“An investment operation is one which, upon thorough analysis, promises safety of principal and an adequate return. Operations not meeting these requirements are speculative.” -Benjamin Graham, The Intelligent Investor
Are you concerned about the markets right now? Do you worry about how your investments might fair in a prolonged decline? If so, I encourage you to think them in terms of that quote above.
According to Ben Graham, Warren Buffett’s teacher at Columbia Business School, an investment must meet two simple criteria:
- First, does it offer safety of principal? In other words, ‘is my initial investment protected somehow such that I’m likely to get it back even if my analysis is faulty?’
- Second, will it provide an adequate return?
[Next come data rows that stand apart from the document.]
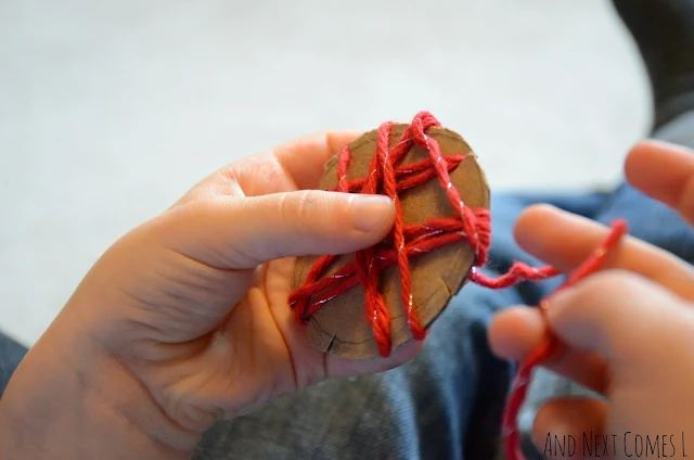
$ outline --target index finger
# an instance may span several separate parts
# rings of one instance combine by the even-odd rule
[[[694,152],[659,141],[641,142],[625,163],[629,182],[694,223]]]
[[[516,241],[528,253],[562,271],[570,271],[595,251],[609,229],[549,205],[537,205],[518,218]],[[682,297],[694,299],[694,270],[670,253],[625,238],[605,268],[637,272]]]
[[[209,195],[258,196],[317,188],[327,159],[358,136],[316,132],[247,156],[207,176],[176,205]]]

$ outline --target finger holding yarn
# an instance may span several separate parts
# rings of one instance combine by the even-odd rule
[[[422,340],[487,257],[489,188],[470,145],[423,112],[345,145],[320,188],[388,195],[397,218],[374,247],[297,260],[290,304],[310,343],[363,359]]]

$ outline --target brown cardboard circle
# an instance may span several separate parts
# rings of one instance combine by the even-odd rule
[[[390,146],[399,140],[408,125],[391,127]],[[349,144],[352,157],[348,168],[350,180],[364,177],[369,162],[375,154],[377,130],[370,131]],[[442,155],[472,153],[472,149],[458,133],[445,128],[429,128],[427,136],[439,142]],[[408,151],[401,164],[413,163],[428,156],[416,145]],[[337,156],[325,165],[320,189],[332,189],[337,184]],[[450,173],[451,182],[463,202],[471,208],[489,208],[489,188],[485,175],[474,155]],[[424,222],[434,217],[453,217],[454,209],[438,180],[404,191],[400,195],[404,225]],[[297,259],[292,289],[304,283],[318,257]],[[354,254],[340,256],[327,273],[354,261]],[[474,264],[473,250],[466,242],[455,243],[417,257],[410,258],[412,295],[414,307],[425,328],[446,308],[452,295],[464,284]],[[393,349],[411,340],[410,330],[400,298],[400,277],[396,266],[382,273],[382,293],[393,316]],[[365,319],[364,292],[358,285],[325,304],[313,315],[307,325],[311,345],[333,355],[350,359],[378,356],[373,331]]]

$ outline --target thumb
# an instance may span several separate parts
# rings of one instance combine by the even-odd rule
[[[388,196],[319,190],[222,196],[180,212],[194,216],[175,219],[175,248],[223,269],[249,269],[290,256],[359,251],[383,240],[395,220],[395,205]]]

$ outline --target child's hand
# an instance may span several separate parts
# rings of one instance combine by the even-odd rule
[[[313,136],[234,163],[115,243],[20,367],[2,408],[30,418],[27,400],[42,413],[68,398],[64,411],[113,412],[130,431],[187,452],[219,418],[413,358],[421,344],[387,360],[320,353],[286,303],[292,256],[357,251],[393,226],[385,196],[300,191],[317,187],[324,163],[352,138]],[[81,409],[90,404],[97,409]],[[57,422],[37,430],[69,437]]]
[[[629,155],[626,171],[634,187],[694,222],[694,152],[643,143]],[[596,223],[544,206],[529,209],[516,227],[525,250],[565,270],[606,234]],[[560,442],[571,435],[578,444],[574,457],[580,458],[590,453],[583,433],[590,438],[592,431],[608,436],[597,439],[599,456],[635,458],[644,455],[646,436],[653,445],[659,435],[658,458],[681,458],[682,433],[694,452],[694,272],[633,239],[618,250],[612,268],[557,294],[548,309],[549,328],[564,345],[547,367],[606,400],[547,404],[535,422],[536,443],[545,452],[548,434]],[[545,334],[537,309],[516,308],[496,318],[490,343],[499,356],[522,360]]]

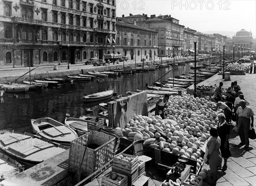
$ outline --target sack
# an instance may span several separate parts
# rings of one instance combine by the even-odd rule
[[[232,116],[231,116],[231,120],[233,122],[235,122],[236,119],[236,114],[235,113],[233,113],[232,114]]]
[[[253,127],[250,128],[249,130],[249,138],[252,140],[255,140],[256,139],[256,134],[255,131],[253,128]]]

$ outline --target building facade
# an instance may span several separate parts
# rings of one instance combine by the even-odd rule
[[[115,53],[122,54],[128,59],[139,60],[157,56],[158,32],[137,25],[122,17],[116,18],[116,45]]]
[[[242,29],[236,34],[236,35],[233,37],[233,44],[235,45],[235,52],[239,50],[239,46],[240,46],[240,50],[246,49],[247,50],[251,50],[253,46],[253,33],[248,32],[244,29]],[[248,48],[250,49],[248,49]]]
[[[0,3],[1,68],[103,59],[115,44],[115,0]]]

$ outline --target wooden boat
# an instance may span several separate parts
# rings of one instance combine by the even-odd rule
[[[0,182],[19,173],[23,167],[14,159],[2,152],[0,152]],[[6,174],[7,172],[8,174]]]
[[[58,81],[58,82],[64,82],[66,81],[66,79],[64,78],[45,78],[46,81]]]
[[[70,127],[49,117],[32,119],[31,124],[36,135],[62,145],[69,145],[78,137]]]
[[[12,93],[25,93],[29,91],[29,85],[24,84],[1,84],[6,92]]]
[[[23,83],[27,84],[30,84],[30,81],[23,81]],[[31,84],[39,87],[43,86],[44,88],[46,88],[48,86],[48,83],[37,83],[35,81],[31,81]]]
[[[108,76],[108,74],[101,74],[100,73],[92,73],[90,72],[87,72],[87,73],[90,75],[94,76],[96,77],[101,77],[102,78],[105,78]]]
[[[92,79],[92,78],[90,77],[83,77],[79,76],[67,76],[71,79],[74,79],[76,81],[90,81]]]
[[[110,98],[114,93],[113,90],[101,92],[94,94],[84,96],[83,97],[84,102],[97,102]]]
[[[107,74],[110,76],[118,76],[118,73],[114,72],[108,72],[108,71],[103,71],[103,72],[97,72],[94,71],[95,73],[99,73],[101,74]]]
[[[82,77],[89,77],[92,78],[92,79],[96,77],[95,76],[88,75],[87,74],[78,74],[78,76],[82,76]]]
[[[4,153],[30,168],[64,152],[65,146],[44,138],[25,132],[2,131],[0,149]]]
[[[78,136],[81,136],[88,132],[87,129],[87,122],[90,118],[87,119],[83,119],[73,117],[65,118],[64,123],[72,128],[78,134]]]

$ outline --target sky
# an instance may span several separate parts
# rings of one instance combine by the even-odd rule
[[[180,20],[180,24],[203,33],[210,30],[235,33],[244,29],[256,38],[256,0],[116,0],[116,16],[130,13],[149,17],[170,15]]]

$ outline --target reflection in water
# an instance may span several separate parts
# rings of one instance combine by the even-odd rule
[[[201,64],[201,62],[198,64]],[[172,67],[162,69],[162,74],[171,70]],[[179,75],[189,71],[190,66],[188,64],[176,67],[174,70],[175,74]],[[13,98],[13,95],[10,97],[4,96],[0,104],[0,130],[15,129],[18,132],[32,133],[30,120],[32,119],[50,117],[63,122],[66,113],[70,114],[70,117],[96,116],[100,112],[99,103],[84,104],[83,96],[110,89],[114,90],[118,95],[125,94],[128,91],[140,90],[142,84],[143,89],[146,89],[146,83],[150,84],[160,78],[161,70],[160,69],[144,73],[143,82],[142,73],[137,73],[102,78],[99,82],[96,82],[96,78],[85,82],[67,82],[59,88],[49,88],[23,94],[24,97],[19,95],[16,99]],[[163,80],[172,77],[173,73],[172,71],[169,73],[163,78]],[[88,109],[93,112],[87,112]]]

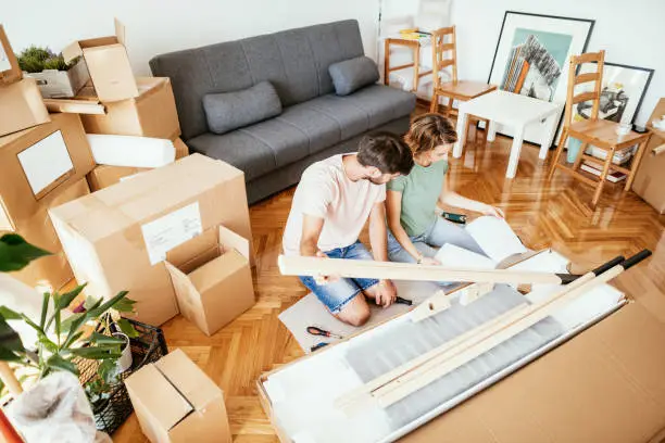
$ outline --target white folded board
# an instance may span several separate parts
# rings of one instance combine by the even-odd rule
[[[87,137],[98,165],[161,167],[175,161],[171,140],[101,134],[88,134]]]
[[[74,168],[59,130],[20,152],[18,163],[35,195]]]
In other words, ‘am I being adequately compensated for the risk I’m taking here?’
If you can honestly answer both of these questions with a confident ‘yes’ then you should have no worries.
If you answer either of these with a ‘no’ then you should probably have some sort of stop loss (like the primary trend) in place to make sure you don’t let a speculative position hurt you too badly if it goes against you.
Finally, if you don’t know where to begin in answering these questions then you’re clearly operating outside your own “circle of competence.”
In this case, you probably want to educate yourself a bit more so that you understand how to answer these questions and then focus your efforts going forward on investments that are within your own ability to analyze.
And why not start right where Buffett did with, “The Intelligent Investor“?